Google Plans to Stop Supporting Flash on Chrome

Adobe Flash is a multimedia platform used for numerous web applications across the internet. While Flash offers web designers the ability to augment their sites with interactive content, including streaming and online gaming capabilities, unfortunately, the software frequently leaves sites vulnerable, creating a security hole easily exploitable by hackers.  Adobe does its best to stay ahead of the cyber thieves by frequently updating its software, however, with an increasing number of programming-literate internet users, it’s a nearly impossible feat this day in age. These security issues grew so prevalent in recent years that Google had to begin warning its mobile users in search results which sites used Flash due to the frequency of cyber attacks originating from Flash.

In a move designed to virtually eliminate this security hole, Google recently announced that Chrome will begin to stop supporting Adobe Flash in late 2016. However, considering Flash is still an essential component on a number of the internet’s biggest sites, Chrome will continue to support Flash on different 10 sites, including Facebook and YouTube. This move marks a major shake-up to the landscape of internet design, seeing as approximately 70% of web users choose to browse the internet via Chrome. Google’s decision to stop supporting Flash shouldn’t come as a surprise to online marketers, as back in February, Google announced that they will no longer allow Flash-based advertisements to be used with Display Network campaigns.

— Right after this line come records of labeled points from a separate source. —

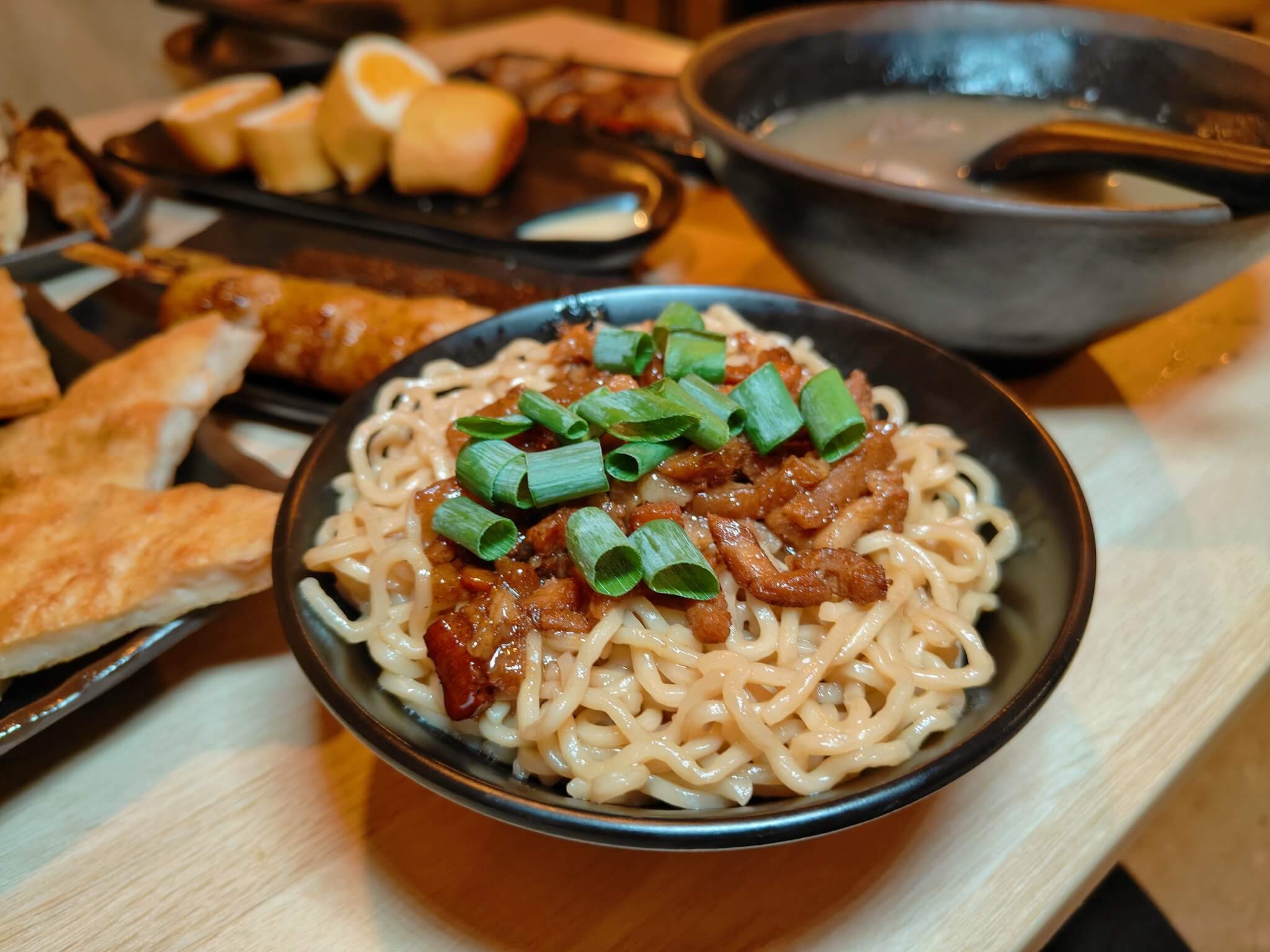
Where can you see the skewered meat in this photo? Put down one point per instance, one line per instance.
(45, 159)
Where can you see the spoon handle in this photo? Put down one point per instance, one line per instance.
(1233, 173)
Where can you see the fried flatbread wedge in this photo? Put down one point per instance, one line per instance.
(86, 568)
(27, 381)
(130, 420)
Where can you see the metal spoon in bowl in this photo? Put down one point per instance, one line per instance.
(1232, 173)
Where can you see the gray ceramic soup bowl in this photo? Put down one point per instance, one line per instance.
(982, 275)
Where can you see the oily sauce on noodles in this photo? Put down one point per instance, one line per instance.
(842, 638)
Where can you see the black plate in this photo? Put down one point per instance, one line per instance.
(1047, 587)
(562, 168)
(687, 154)
(125, 312)
(41, 254)
(331, 23)
(35, 701)
(216, 48)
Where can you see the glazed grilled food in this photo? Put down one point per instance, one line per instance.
(328, 335)
(334, 337)
(595, 97)
(45, 159)
(685, 562)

While only these 10 sites will have Flash automatically enabled, users can still activate Flash on all sites across the web, but will first have to grant permission. For the 10 sites that  will continue running Flash by default, Google has only allowed them a one-year exemption, meaning that after one year, they too will have to comply with Chrome’s new format.

In addition to making the internet safer for Chrome users, marginalizing Flash’s prevalence will also increase the speed of basically any site using Flash. Due to the software’s lofty usage rate, this move will also cut down on the amount of battery life that browsing on these Flash-heavy sites will consume.